The farm looked like every other halfway-abandoned homestead in central Ontario. For nearly two decades, the owner had let the land run to scrub after many lifetimes of careful pasturing. No self-respecting cow would be caught navigating the stone, rubble, and low-lying juniper. A handful of poplar trees and some spruce had taken hold but no hardwood yet, except in the woodlot and even it was overrun by brambles and saplings around the edges. Before Perko’s operation had moved in, nobody at all had lived at the farm for at least three years. The hayfields lay across the road and had long been rented to a nearby farmer. Perko knew the geezer must have noticed the recent tenant in the front farm house, but he didn’t worry. In the no-smoke-no-fire book of rural etiquette, he counted on him and every other neighbor to respect the “Mean Dog” sign he had tacked to the front gate. Farmers could be every bit as nosy as they were helpful. The flipside was that people in the country knew how to mind their own business as long as nothing too loud or funny-smelling was going on.
Perko’s tenancy was a strictly cash deal, struck with the eighty-seven-year-old owner. The widow nearly choked on her teeth when he paid eight months’ rent up front. She still had enough gumption to ask for a damage deposit which Perko was convinced she immediately blew at the Great Horned Owl Charity Casino. They ran a shuttle four times a day to and from the retirement villa.

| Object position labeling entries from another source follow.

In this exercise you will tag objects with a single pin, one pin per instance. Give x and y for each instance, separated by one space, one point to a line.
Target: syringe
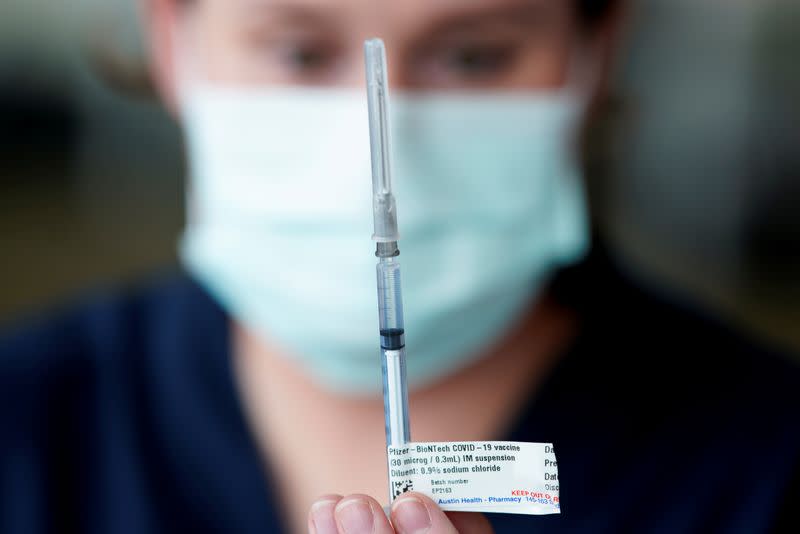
390 303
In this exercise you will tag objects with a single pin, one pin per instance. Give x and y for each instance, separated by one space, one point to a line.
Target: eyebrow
520 14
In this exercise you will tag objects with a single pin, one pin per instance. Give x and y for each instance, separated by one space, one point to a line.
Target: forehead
382 16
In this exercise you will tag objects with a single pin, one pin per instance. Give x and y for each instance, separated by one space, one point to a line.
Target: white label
479 476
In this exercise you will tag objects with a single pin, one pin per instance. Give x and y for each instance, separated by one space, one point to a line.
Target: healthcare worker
243 394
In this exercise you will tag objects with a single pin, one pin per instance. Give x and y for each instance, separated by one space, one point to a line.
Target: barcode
402 486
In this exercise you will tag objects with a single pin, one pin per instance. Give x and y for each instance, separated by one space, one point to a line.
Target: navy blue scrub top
121 416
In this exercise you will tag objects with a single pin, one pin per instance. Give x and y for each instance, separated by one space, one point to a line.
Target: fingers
354 514
469 522
320 516
413 513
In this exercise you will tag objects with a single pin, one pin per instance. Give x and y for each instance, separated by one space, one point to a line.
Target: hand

The barn was easily a hundred twenty years old. It leaned slightly to one side, but the long grey timbers looked as solid as rock from a distance. It was tucked conveniently behind the farmhouse and further screened by a spur of the woodlot.
Perko headed around back to a bright aluminum garage door wide enough to accommodate a tractor. He unlocked the padlock and rattled the length of old chain through the door’s handles. Inside he was greeted by a press of air so thick with organic dust he could feel it on his teeth. A shiver of anticipation ran down his spine as he spread his arms wide and beamed at his masterpiece.

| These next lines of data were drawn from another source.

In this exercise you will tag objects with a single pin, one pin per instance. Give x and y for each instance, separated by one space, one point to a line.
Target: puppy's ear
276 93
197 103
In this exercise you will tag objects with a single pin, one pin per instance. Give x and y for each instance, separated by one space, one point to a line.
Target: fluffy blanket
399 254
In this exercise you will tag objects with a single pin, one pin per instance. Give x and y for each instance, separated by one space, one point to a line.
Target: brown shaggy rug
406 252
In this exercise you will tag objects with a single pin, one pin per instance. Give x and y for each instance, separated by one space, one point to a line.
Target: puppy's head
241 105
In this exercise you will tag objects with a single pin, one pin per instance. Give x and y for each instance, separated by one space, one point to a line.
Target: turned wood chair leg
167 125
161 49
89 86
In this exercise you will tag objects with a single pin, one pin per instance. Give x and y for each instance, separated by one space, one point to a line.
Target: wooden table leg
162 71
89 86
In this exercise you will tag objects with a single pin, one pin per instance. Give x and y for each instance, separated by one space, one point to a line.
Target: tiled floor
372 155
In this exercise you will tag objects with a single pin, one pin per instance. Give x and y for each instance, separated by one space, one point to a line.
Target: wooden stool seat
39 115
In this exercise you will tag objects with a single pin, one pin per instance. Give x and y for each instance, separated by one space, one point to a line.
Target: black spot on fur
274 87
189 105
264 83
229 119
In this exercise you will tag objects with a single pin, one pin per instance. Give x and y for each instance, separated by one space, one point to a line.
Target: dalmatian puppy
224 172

The tumble-down barn’s cavernous interior was all twenty-first century. Thirty-mil black plastic lined the inside walls. Styrofoam insulation was glued and tacked to the plastic. Scaffolding erected right up to the roof created four floors where once there had been two. A mosaic of chrome, wire, white and black plastic tubing and hoses ran in every direction, all of it shimmering under a metal halide dawn. Each level had aisles of hydroponic basins, filled with slow-flowing nutrient-enriched water that bathed the roots of row upon row of pungent marijuana plants.
The man-made central nervous system created the ideal growing environment for some of the most potent cannabis the world had ever known. And it was all his.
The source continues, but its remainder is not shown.